Donc : l’oiseau libéré est revenu dans sa cage, parce que…
Le dictaphone n’est pas en bout de bande, parce que…
Personnages secondaires bêtes comme leurs pieds.
C’était bien mignon mais heureusement que la réalisatrice s’appelle Shyamalan, qu’est-ce que c’est plat.
5 avril
Premier jour de vacances, et plaisir presque extatique de l’absence totale d’obligations qui me permet de jouir de la gueule de bois comme d’une convalescence.
Sensation très gratifiante et paradoxale d’avoir réduit en morceaux des brins d’herbe.
En attendant la nuit ♥♥♥
Alors non seulement j’ai adoré d’un bout à l’autre, mais en plus le générique de fin c’est Violet de Hole, et rien que pour ça…

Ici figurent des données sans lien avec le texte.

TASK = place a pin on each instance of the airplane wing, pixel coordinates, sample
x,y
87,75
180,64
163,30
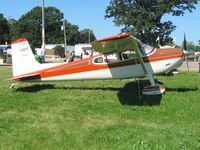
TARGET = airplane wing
x,y
27,77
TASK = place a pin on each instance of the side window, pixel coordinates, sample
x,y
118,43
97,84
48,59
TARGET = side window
x,y
98,60
112,58
128,55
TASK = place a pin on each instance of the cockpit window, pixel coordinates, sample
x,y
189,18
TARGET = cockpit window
x,y
98,60
111,58
146,49
128,55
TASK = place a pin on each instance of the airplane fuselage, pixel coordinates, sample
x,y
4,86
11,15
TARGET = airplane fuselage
x,y
108,66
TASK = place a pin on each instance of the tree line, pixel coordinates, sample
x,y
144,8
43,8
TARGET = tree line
x,y
29,26
142,19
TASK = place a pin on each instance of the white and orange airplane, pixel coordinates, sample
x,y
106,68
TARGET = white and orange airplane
x,y
122,56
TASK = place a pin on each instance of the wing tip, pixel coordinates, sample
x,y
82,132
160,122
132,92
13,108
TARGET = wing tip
x,y
19,40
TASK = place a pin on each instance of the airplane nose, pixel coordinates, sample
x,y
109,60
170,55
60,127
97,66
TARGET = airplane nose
x,y
188,52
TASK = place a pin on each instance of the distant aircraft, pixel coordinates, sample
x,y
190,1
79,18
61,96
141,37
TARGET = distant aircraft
x,y
121,56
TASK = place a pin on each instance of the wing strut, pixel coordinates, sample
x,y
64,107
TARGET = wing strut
x,y
153,89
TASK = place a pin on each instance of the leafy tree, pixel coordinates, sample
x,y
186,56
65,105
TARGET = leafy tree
x,y
59,50
84,36
29,26
72,34
4,30
143,19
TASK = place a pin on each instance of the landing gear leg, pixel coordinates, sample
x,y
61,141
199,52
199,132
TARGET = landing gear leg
x,y
153,89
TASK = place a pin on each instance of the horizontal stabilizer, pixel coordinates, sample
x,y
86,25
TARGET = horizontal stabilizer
x,y
118,43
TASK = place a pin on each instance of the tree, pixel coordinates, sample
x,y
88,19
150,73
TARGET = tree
x,y
4,30
59,50
143,19
29,26
84,36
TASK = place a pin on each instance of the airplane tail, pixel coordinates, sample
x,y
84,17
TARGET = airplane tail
x,y
23,60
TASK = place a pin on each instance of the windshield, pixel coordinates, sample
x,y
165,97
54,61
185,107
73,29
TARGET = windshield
x,y
146,49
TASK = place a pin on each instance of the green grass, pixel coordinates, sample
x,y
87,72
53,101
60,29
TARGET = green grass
x,y
99,115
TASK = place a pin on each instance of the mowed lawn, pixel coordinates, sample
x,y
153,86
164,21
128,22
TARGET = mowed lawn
x,y
100,115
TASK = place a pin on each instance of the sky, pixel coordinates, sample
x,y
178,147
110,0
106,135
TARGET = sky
x,y
90,14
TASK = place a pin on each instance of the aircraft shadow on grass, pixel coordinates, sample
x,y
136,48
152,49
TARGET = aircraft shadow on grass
x,y
128,95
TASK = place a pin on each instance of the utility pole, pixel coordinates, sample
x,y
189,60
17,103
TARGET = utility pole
x,y
43,28
65,40
89,36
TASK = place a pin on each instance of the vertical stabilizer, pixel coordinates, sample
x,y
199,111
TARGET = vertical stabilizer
x,y
22,58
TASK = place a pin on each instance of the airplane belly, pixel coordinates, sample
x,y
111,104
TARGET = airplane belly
x,y
89,75
164,66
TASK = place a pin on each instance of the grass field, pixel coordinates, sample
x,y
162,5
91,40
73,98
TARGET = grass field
x,y
99,115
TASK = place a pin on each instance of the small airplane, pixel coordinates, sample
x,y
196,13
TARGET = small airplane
x,y
121,56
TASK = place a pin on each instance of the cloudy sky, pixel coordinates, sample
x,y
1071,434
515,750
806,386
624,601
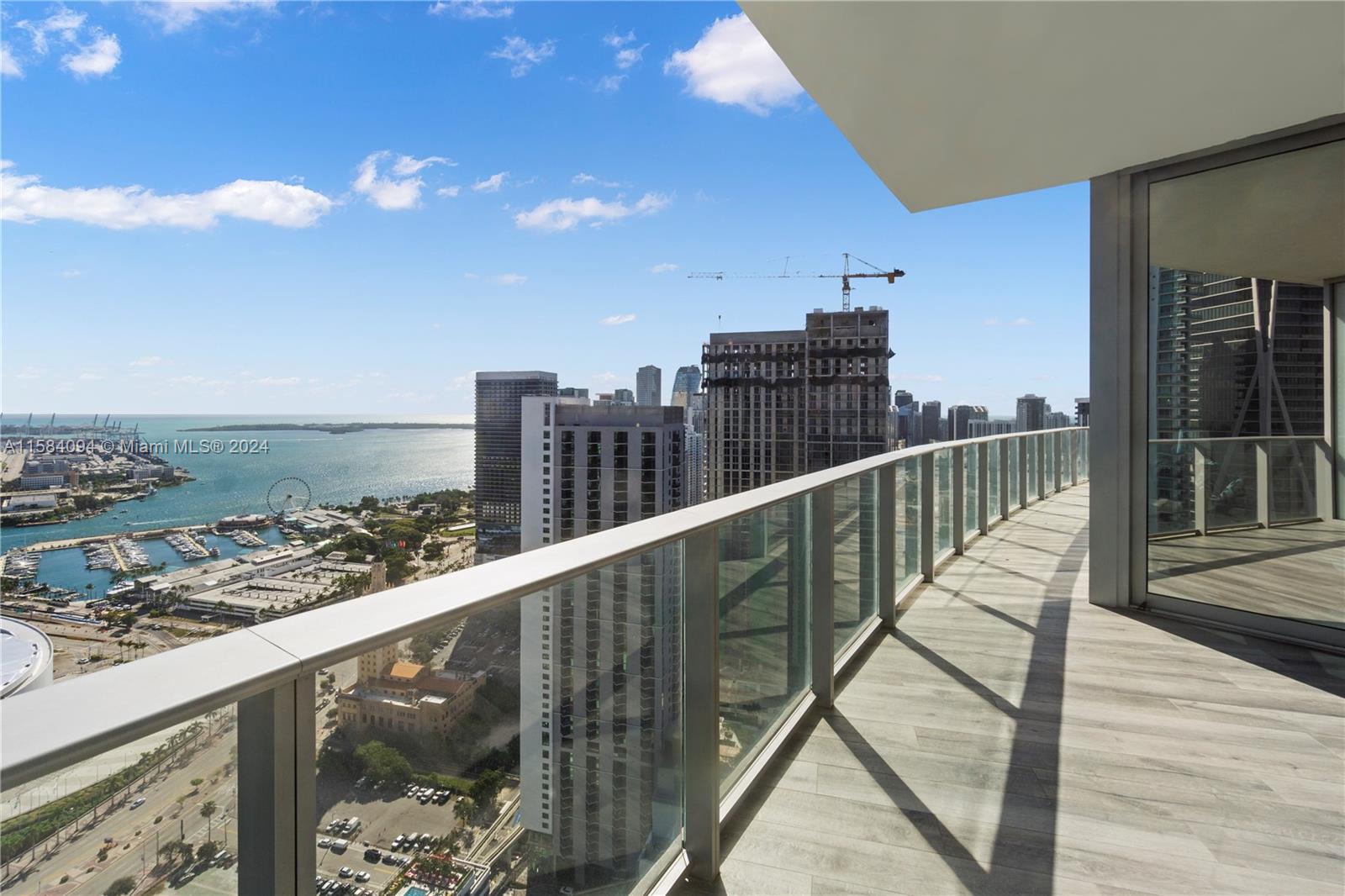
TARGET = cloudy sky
x,y
314,208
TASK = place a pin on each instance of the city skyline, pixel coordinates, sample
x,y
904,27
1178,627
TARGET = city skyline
x,y
393,295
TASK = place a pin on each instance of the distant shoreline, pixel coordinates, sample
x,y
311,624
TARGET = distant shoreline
x,y
327,428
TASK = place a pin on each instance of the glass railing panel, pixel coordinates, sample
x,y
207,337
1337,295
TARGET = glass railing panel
x,y
535,744
907,517
972,488
764,593
943,501
1029,445
158,814
1230,477
856,546
993,472
1293,479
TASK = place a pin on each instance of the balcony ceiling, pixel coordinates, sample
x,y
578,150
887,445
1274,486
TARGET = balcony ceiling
x,y
952,103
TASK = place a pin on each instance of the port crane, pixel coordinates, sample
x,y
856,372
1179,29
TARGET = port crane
x,y
845,276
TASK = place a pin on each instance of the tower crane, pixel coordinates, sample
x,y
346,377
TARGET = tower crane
x,y
845,276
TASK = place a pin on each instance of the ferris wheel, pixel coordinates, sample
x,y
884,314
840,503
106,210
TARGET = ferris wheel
x,y
288,494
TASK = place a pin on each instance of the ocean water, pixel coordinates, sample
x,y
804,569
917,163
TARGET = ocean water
x,y
338,468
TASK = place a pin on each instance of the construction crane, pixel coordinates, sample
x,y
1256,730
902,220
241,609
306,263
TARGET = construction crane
x,y
845,276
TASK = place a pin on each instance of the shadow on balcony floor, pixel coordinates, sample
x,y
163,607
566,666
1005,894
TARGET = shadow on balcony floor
x,y
1009,737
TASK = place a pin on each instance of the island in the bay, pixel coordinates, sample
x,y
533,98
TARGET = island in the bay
x,y
329,428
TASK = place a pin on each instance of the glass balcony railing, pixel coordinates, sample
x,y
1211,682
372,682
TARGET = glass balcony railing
x,y
578,717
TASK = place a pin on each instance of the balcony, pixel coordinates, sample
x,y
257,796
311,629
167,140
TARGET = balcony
x,y
892,683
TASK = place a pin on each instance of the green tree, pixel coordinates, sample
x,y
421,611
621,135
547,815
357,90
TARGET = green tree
x,y
208,809
381,762
488,788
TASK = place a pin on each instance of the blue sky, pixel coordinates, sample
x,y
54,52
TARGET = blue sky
x,y
350,208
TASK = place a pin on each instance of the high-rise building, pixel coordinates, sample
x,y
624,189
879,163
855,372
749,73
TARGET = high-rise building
x,y
600,656
931,414
685,383
1231,356
791,401
499,408
981,428
908,424
1032,414
649,387
961,414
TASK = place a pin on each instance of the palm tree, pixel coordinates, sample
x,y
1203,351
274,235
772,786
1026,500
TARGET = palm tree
x,y
208,809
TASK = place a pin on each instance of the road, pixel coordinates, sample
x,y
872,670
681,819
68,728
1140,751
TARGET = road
x,y
134,830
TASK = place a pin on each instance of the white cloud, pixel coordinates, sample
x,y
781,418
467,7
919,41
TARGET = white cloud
x,y
524,54
65,24
562,214
181,15
630,55
96,58
471,8
10,66
284,205
493,183
733,65
398,190
582,178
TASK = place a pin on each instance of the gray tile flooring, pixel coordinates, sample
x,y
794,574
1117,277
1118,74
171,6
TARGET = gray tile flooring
x,y
1009,737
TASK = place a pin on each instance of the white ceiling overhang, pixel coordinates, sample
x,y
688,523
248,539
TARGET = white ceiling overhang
x,y
952,103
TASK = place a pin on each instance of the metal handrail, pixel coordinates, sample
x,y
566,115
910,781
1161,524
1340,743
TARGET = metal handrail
x,y
273,662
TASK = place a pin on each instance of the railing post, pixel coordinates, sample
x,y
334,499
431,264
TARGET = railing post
x,y
1002,447
927,510
1042,466
959,499
984,482
1325,497
887,546
1200,461
701,620
1263,483
1058,461
1022,470
277,781
824,595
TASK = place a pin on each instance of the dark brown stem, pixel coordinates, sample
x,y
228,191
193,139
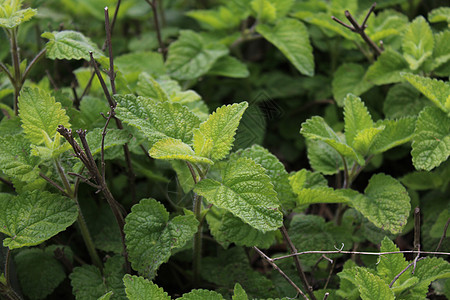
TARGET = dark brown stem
x,y
301,274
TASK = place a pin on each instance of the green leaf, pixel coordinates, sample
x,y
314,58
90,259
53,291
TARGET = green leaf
x,y
170,149
418,43
157,120
39,272
431,144
292,39
12,16
150,236
436,90
40,115
138,288
33,217
245,191
349,78
214,138
229,66
69,45
372,287
385,203
317,129
191,56
387,68
356,118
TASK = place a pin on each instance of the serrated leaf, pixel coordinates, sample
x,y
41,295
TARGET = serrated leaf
x,y
150,236
139,288
385,203
387,68
171,149
395,133
418,42
436,90
349,78
317,129
68,44
245,191
214,138
372,287
157,121
356,118
191,56
39,272
33,217
40,115
431,144
292,39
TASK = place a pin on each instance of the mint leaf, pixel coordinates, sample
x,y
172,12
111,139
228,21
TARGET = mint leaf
x,y
245,191
138,288
372,287
33,217
292,39
385,203
150,236
431,144
157,120
191,56
418,43
214,138
69,45
40,115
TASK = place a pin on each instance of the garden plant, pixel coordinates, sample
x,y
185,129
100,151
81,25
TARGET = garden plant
x,y
224,149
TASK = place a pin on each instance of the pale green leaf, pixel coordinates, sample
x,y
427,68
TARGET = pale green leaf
x,y
139,288
317,129
150,236
40,115
431,144
245,191
356,118
385,203
418,43
436,90
228,66
349,78
191,56
215,136
69,45
372,287
33,217
170,149
395,133
387,68
292,39
157,120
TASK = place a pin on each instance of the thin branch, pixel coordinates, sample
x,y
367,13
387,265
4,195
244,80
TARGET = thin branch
x,y
270,261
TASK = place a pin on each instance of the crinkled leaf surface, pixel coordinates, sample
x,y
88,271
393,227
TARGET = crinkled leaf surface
x,y
191,56
385,203
150,236
33,217
139,288
157,120
245,191
431,144
40,115
69,45
214,138
170,149
292,39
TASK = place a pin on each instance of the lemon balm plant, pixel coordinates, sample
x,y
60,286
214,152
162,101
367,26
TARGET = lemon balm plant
x,y
119,180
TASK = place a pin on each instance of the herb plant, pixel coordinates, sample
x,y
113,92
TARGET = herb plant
x,y
133,170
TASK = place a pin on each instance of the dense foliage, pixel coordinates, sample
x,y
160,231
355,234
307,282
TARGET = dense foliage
x,y
224,149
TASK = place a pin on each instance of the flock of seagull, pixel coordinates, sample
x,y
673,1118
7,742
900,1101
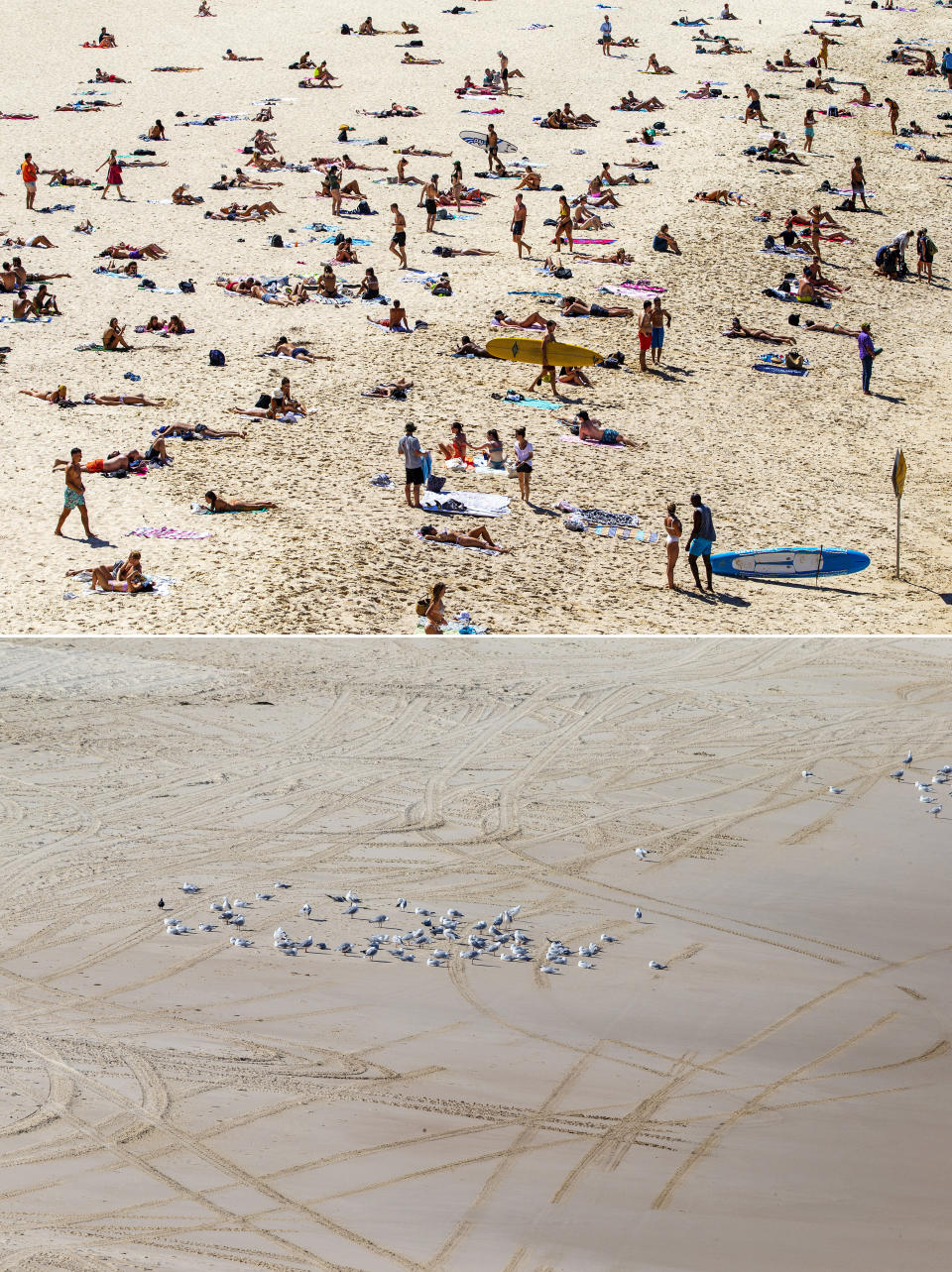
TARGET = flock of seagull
x,y
925,789
435,936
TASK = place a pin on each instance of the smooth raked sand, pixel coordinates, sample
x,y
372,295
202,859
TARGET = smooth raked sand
x,y
776,1098
779,459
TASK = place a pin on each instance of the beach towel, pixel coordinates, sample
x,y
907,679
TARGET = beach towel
x,y
584,441
166,531
475,504
538,404
162,585
779,370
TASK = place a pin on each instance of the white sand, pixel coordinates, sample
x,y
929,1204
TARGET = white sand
x,y
776,1098
780,459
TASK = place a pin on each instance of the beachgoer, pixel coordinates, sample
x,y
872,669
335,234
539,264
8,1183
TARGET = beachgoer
x,y
703,538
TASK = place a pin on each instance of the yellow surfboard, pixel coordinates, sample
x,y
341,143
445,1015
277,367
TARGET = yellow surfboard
x,y
525,349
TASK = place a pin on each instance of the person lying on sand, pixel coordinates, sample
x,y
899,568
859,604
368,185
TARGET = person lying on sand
x,y
394,388
723,197
740,331
574,308
117,400
215,504
591,430
117,462
192,431
179,197
36,241
113,337
534,320
126,252
470,349
475,538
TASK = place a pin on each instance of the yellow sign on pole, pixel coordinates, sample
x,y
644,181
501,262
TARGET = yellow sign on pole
x,y
898,473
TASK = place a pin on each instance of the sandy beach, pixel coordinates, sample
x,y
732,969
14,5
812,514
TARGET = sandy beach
x,y
775,1097
780,459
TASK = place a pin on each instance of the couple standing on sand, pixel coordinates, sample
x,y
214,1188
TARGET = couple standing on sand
x,y
699,543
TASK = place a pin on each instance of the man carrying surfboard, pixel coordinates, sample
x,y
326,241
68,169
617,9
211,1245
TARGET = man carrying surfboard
x,y
703,538
547,369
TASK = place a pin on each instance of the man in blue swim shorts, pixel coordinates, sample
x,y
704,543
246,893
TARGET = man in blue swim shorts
x,y
701,540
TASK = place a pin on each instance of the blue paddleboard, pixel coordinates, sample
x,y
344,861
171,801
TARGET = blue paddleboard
x,y
788,562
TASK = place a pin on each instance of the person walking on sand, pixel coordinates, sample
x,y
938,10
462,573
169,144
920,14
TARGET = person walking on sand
x,y
520,214
28,171
703,538
409,446
74,495
857,184
867,353
113,174
606,37
658,315
547,367
398,244
524,463
645,333
672,544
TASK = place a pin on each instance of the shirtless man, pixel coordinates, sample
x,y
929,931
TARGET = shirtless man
x,y
645,335
398,244
429,198
547,367
74,495
754,109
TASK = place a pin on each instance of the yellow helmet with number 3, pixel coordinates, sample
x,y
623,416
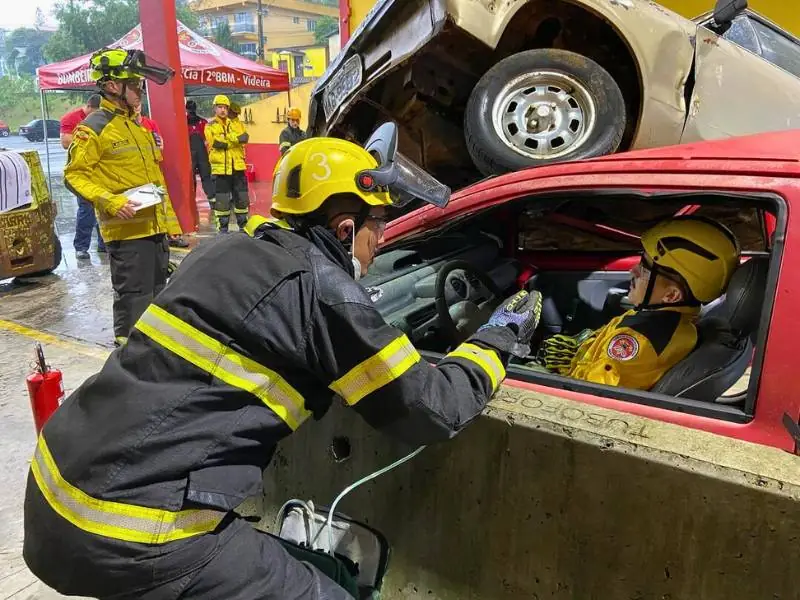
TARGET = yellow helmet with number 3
x,y
315,169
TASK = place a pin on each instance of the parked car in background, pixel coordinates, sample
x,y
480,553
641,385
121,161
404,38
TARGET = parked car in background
x,y
481,87
29,245
34,131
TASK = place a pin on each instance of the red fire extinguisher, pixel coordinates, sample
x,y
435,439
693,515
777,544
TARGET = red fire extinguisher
x,y
46,389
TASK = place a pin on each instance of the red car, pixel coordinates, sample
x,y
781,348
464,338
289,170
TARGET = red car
x,y
572,232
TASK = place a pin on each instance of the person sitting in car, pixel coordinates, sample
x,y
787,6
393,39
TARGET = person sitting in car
x,y
686,262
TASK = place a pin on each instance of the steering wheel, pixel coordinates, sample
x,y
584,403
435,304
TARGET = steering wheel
x,y
465,298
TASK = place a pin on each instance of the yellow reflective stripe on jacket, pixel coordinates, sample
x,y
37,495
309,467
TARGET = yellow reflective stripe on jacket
x,y
114,519
487,360
379,370
223,363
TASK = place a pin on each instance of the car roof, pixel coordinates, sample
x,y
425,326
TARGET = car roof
x,y
767,153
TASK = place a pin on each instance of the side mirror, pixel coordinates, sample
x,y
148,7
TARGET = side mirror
x,y
725,11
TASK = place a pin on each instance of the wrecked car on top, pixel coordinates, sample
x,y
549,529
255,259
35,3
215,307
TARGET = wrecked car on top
x,y
505,85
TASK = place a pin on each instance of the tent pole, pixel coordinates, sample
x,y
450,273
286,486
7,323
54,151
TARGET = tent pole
x,y
46,144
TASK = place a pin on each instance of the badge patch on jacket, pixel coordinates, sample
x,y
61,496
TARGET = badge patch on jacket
x,y
623,347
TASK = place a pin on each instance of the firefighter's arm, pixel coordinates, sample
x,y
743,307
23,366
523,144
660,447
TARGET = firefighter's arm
x,y
82,158
215,137
627,352
376,370
237,136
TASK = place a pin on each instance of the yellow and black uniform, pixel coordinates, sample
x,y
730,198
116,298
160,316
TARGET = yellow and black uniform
x,y
110,154
289,137
635,349
240,192
226,156
135,476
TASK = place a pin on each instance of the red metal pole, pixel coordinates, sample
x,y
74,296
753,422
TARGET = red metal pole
x,y
160,36
344,22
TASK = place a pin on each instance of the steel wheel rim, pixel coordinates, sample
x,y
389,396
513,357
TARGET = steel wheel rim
x,y
544,114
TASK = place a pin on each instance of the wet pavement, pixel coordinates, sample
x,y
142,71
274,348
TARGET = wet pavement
x,y
69,312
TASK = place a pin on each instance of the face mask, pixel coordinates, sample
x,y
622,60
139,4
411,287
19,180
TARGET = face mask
x,y
356,262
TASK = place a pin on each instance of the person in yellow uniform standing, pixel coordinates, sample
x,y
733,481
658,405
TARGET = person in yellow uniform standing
x,y
226,154
686,262
241,194
110,155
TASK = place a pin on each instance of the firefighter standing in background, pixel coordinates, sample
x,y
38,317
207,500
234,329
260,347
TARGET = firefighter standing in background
x,y
292,133
226,155
197,146
109,155
241,193
136,478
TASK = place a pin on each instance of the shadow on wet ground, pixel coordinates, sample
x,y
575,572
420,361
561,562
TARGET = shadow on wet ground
x,y
75,300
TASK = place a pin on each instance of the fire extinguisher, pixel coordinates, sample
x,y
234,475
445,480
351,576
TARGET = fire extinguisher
x,y
46,390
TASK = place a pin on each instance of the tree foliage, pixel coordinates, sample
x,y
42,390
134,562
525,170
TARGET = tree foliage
x,y
86,25
24,50
326,26
223,37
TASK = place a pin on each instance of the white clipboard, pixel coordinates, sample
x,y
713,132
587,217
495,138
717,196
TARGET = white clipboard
x,y
145,195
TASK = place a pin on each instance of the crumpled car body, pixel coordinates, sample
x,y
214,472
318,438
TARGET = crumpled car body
x,y
417,62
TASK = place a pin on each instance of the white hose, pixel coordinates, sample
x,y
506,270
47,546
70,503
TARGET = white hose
x,y
350,488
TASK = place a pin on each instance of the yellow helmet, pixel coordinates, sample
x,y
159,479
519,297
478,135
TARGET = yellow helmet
x,y
315,169
704,253
115,63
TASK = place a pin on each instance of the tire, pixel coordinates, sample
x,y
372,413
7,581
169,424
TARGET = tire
x,y
582,112
57,255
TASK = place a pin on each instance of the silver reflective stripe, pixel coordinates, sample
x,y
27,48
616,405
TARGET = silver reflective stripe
x,y
224,363
392,361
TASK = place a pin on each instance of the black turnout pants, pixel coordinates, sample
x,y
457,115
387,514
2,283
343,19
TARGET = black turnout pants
x,y
138,274
201,166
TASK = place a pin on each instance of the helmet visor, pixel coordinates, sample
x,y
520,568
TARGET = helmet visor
x,y
138,63
404,179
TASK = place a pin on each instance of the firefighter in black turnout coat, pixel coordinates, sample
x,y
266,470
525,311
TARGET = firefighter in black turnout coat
x,y
135,478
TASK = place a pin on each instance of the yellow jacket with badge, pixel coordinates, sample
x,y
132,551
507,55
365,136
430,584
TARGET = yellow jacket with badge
x,y
110,154
225,148
635,349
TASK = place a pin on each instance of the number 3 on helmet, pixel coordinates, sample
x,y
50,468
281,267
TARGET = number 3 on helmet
x,y
317,168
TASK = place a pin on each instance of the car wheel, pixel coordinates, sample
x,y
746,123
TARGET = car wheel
x,y
57,255
542,106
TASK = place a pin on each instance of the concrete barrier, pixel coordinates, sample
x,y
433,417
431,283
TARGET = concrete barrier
x,y
547,498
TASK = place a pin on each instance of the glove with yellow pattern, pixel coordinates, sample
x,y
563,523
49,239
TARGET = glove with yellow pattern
x,y
520,313
556,352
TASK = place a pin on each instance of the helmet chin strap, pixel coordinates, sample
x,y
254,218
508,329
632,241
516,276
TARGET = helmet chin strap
x,y
647,303
119,97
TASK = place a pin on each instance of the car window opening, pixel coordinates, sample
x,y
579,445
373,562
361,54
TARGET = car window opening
x,y
578,249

Les acteurs étaient d’une justesse incroyable.
J’ai bien chialé, putain. Gros coup de cœur dont je regrette de ne pouvoir le partager avec personne, là tout de suite. C’est rare que je me dise ça, mais j’aurais aimé ne pas le voir seule.
10 avril
Je ne sais pas pourquoi depuis deux jours je pense à Cécile. Peut-être parce que j’ai évoqué Clémentine dans le billet sur mes lectures d’enfance – c’est la même clique rambolitaine, qui n’était pas encore amies à l’époque. Je n’ai jamais été amie avec Cécile, mais nous nous sommes rapprochées parce que nous étions en première L, ainsi que Clem. Cécile m’a hébergée quand, après notre départ en Bretagne, j’ai voulu revoir tout le monde et passé une heure en term’ L, auprès de la merveilleuse Madame Renaud. C’est chez elle que j’ai fumé mon premier pétard, j’ai rarement été aussi défoncée de ma vie. J’ai fini par la chercher sur Internet, et je suis tombée sur sa musique et notamment cette reprise. J’avais oublié comme elle chantait bien.
Et décidément, vraiment, Aigel.
11 avril
La vie rêvée des anges.
Ce film est glauquissime.
Marie est pathétique. À se croire désirée quand elle est violée, à se prétendre forte quand elle n’est qu’une victime, tout le temps.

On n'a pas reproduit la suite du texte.